Nonalcoholic fatty liver disease (NAFLD) has emerged as the most frequent chronic liver disease worldwide (Patel & Siddiqui, 2019), ranging from simple steatosis to steatohepatitis, cirrhosis, and hepatocellular cancer (Fuchs, Claudel & Trauner, 2014; Targher, Day & Bonora, 2010). Meanwhile, cardiovascular disease (CVD) is the most common cause of death, and its prevalence is constantly increasing worldwide (Balakumar, Maung & Jagadeesh, 2016). Many studies have shown that NAFLD increases not only the risk of morbidity and mortality of liver-related cardiovascular disease, but also independently increases the risk for multi-vessel CVD associated with cardiovascular events (Anstee, Targher & Day, 2013; Boddi et al., 2013; Chang et al., 2019; Targher, Day & Bonora, 2010). Furthermore, a large body of literature currently demonstrates the association between NAFLD and cardiac arrhythmias; in particular, NAFLD is associated with an increased risk of atrial fibrillation, QT interval prolongation and ventricular tachyarrhythmia (Hung et al., 2015; Mantovani et al., 2016; Targher et al., 2013; Targher et al., 2014). Therefore, it is urgent to early detect nonalcoholic fatty liver-related cardiovascular diseases.

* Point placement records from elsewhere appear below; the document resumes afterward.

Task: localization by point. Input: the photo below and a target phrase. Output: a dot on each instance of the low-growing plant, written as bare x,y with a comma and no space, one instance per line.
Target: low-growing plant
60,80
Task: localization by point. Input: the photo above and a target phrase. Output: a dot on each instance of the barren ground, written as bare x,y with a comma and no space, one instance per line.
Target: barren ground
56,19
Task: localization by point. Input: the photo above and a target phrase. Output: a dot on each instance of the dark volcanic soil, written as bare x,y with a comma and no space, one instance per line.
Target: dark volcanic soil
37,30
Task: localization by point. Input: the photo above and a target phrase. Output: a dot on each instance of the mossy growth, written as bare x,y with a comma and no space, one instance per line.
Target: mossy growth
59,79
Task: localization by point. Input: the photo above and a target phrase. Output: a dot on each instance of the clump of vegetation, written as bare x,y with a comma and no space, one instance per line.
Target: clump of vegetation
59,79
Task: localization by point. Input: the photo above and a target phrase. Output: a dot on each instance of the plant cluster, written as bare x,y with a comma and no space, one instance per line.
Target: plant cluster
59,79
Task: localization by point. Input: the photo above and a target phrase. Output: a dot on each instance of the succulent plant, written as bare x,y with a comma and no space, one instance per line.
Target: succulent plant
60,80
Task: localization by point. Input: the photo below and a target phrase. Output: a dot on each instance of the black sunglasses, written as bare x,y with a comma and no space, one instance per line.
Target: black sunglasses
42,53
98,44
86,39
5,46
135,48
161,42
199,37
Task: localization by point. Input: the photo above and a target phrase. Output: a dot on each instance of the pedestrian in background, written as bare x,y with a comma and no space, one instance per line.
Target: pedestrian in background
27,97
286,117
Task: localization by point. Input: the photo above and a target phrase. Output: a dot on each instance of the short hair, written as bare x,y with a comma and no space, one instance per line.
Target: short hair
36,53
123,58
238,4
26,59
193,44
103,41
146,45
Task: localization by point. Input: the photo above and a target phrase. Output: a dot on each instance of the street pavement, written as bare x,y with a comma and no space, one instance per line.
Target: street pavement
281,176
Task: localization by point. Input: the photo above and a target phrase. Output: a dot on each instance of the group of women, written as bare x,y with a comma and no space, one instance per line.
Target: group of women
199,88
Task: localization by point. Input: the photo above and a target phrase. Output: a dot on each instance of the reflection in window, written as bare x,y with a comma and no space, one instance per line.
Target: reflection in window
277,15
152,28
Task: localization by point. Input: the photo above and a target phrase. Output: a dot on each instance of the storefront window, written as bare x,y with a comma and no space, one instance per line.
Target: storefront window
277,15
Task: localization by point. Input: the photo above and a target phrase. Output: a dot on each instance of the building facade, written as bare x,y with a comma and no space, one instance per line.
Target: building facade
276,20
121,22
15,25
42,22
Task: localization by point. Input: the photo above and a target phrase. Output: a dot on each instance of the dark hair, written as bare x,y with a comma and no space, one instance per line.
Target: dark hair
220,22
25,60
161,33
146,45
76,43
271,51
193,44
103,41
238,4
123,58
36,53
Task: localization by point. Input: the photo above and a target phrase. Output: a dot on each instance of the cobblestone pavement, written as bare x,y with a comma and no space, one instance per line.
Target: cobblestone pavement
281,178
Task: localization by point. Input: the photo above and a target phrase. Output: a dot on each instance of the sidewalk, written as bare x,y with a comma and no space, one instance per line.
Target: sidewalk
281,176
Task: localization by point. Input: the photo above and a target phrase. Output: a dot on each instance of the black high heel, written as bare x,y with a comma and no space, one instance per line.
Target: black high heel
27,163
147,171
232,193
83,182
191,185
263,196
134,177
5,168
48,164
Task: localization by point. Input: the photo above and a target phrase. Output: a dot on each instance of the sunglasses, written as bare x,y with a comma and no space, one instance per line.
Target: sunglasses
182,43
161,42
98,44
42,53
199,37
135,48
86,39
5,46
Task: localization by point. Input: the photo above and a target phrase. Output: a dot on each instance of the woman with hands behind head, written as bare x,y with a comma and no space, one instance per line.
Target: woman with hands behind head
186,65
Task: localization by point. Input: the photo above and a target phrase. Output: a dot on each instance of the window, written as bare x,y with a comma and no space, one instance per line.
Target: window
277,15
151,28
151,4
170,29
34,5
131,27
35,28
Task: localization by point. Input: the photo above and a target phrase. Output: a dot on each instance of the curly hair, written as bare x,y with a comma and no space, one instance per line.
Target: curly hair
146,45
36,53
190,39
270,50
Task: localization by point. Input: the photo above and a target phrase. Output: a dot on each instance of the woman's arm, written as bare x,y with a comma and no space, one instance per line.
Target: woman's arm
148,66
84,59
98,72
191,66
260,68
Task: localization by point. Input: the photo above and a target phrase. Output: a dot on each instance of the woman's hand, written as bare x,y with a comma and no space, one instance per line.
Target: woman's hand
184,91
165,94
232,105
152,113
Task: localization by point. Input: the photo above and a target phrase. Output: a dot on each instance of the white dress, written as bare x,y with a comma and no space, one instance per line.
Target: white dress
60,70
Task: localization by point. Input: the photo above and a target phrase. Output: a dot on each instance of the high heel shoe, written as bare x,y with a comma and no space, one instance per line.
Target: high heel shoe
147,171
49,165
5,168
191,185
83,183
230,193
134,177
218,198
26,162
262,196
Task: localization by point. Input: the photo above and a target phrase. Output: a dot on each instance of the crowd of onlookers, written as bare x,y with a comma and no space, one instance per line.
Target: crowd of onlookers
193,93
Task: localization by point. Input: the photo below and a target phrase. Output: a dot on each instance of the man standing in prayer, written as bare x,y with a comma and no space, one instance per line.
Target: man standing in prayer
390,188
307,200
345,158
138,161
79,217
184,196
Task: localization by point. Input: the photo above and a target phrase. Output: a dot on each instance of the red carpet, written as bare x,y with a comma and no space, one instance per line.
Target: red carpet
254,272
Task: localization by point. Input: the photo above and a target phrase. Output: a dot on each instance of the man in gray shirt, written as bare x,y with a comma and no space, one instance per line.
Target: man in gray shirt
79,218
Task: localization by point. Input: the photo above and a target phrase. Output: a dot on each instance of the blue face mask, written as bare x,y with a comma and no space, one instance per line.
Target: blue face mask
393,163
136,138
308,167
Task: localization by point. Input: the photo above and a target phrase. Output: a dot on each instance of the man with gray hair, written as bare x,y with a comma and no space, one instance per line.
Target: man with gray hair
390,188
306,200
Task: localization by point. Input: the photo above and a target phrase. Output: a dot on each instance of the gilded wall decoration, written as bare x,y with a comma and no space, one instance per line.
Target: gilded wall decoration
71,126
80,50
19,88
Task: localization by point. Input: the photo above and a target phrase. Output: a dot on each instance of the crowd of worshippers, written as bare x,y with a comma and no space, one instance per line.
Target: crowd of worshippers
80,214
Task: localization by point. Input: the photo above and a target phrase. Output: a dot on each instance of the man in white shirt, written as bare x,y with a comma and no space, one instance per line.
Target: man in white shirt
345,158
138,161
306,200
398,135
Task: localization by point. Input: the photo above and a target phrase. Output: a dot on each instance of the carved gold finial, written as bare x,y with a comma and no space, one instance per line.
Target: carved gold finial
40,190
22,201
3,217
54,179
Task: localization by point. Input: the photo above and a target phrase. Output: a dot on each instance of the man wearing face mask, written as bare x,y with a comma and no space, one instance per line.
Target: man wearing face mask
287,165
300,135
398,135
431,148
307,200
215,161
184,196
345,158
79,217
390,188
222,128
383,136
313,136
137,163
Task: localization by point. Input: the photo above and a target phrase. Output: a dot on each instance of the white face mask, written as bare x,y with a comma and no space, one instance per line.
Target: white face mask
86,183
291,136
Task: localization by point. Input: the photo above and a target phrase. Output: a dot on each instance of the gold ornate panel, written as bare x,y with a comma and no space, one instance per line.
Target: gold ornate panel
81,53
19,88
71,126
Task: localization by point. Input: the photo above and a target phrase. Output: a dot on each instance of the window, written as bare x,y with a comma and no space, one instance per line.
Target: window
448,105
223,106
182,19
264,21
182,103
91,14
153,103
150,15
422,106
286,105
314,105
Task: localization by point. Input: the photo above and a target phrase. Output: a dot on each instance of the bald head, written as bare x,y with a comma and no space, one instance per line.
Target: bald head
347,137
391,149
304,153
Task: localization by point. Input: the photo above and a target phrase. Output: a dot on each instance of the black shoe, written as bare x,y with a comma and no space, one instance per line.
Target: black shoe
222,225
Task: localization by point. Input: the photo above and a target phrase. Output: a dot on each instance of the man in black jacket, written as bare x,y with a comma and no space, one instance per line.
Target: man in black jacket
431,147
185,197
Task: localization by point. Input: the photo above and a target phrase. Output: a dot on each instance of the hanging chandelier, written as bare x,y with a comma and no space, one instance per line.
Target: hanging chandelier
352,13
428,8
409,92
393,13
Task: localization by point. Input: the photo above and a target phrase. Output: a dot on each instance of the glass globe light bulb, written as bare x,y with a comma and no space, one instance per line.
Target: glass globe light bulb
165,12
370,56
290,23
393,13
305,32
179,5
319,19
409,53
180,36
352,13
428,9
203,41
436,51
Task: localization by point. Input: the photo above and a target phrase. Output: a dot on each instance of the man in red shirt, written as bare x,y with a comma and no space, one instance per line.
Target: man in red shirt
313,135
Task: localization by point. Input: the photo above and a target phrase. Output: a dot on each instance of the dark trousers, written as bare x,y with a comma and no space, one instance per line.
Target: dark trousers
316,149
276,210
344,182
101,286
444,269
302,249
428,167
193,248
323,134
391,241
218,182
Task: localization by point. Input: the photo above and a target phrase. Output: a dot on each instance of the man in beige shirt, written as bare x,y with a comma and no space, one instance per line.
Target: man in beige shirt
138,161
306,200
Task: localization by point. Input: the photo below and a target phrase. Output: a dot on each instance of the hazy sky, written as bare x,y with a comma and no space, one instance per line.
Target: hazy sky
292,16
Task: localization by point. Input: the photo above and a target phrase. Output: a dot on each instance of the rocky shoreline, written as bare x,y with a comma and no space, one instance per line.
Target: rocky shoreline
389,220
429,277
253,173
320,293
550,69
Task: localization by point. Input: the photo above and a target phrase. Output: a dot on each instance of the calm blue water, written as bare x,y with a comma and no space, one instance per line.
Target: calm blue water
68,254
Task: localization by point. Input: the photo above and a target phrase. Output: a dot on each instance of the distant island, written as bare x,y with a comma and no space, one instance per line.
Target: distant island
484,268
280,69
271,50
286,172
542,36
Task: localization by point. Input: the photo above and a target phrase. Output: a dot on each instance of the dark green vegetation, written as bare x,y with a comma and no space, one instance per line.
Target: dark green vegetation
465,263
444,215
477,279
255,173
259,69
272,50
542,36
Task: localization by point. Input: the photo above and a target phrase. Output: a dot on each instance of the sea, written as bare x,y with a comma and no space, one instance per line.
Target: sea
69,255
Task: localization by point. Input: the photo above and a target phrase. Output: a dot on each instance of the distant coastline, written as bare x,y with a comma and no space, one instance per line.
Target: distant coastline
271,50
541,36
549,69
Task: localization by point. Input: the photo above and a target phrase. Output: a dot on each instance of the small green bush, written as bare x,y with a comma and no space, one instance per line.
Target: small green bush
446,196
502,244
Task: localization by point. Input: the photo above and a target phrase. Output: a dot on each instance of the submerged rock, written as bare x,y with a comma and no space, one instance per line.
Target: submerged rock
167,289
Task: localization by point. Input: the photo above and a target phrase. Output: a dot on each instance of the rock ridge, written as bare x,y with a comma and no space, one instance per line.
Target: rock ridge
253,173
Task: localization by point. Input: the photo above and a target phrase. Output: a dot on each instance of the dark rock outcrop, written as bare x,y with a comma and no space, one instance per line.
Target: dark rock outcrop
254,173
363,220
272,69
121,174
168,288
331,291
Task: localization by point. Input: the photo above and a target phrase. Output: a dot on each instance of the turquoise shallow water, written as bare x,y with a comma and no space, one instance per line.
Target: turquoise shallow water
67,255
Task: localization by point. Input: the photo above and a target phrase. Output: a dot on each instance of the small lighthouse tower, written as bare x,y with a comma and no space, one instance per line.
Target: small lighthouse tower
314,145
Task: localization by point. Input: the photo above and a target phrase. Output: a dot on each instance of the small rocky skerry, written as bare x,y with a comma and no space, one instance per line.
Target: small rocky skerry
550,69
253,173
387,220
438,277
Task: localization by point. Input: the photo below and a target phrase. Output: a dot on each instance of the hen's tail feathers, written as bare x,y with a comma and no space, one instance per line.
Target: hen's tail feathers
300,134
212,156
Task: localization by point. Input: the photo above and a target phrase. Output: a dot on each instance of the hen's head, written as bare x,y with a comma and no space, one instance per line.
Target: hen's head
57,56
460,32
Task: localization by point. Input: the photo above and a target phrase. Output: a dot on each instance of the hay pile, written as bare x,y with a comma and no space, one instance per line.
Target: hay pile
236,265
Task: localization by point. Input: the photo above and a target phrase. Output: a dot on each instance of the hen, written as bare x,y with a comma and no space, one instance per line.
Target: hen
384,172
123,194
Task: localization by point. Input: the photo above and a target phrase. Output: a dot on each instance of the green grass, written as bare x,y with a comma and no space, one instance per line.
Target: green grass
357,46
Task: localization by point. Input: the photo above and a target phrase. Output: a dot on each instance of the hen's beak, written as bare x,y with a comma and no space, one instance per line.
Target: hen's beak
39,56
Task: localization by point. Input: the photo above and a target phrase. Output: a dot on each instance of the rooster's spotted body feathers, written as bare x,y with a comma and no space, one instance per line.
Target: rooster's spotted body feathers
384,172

Non-specific ST-T segment (NST) changes are characterized by a slightly upswept ST-segment depression or downward sloping and flat, diphasic or inverted T waves on a resting 12-lead electrocardiogram (ECG) (Kumar et al., 2008). In clinical practice, such abnormalities are frequently encountered but generally ignored or simply considered to be incidental, transient, and benign electrocardiographic changes (Greenland et al., 2003; Kumar & Lloyd-Jones, 2007). In addition, diverse morphological ECG abnormalities complicate the reasonable explanation of NST changes (Rautaharju et al., 2009). Physicians previously treated NST alterations as unremarkable changes. However, studies have shown that the all-cause mortality is increased by two to three times in patients with NST changes (Badheka et al., 2012). Furthermore, minor abnormalities have been reported to be independent risk factors for early CVD events and incident coronary heart disease (CHD) in middle-aged and older individuals, and the degree of risk increase is similar to that of elevated levels of traditional CVD risk factors, such as diabetes mellitus, hypercholesterolemia, and hypertension (Greenland et al., 2003; Healy & Lloyd-Jones, 2016; Kumar et al., 2008; Rivero et al., 2019; Walsh et al., 2013). The existing evidence suggests that NST changes may be overlooked early signs of cardiovascular changes.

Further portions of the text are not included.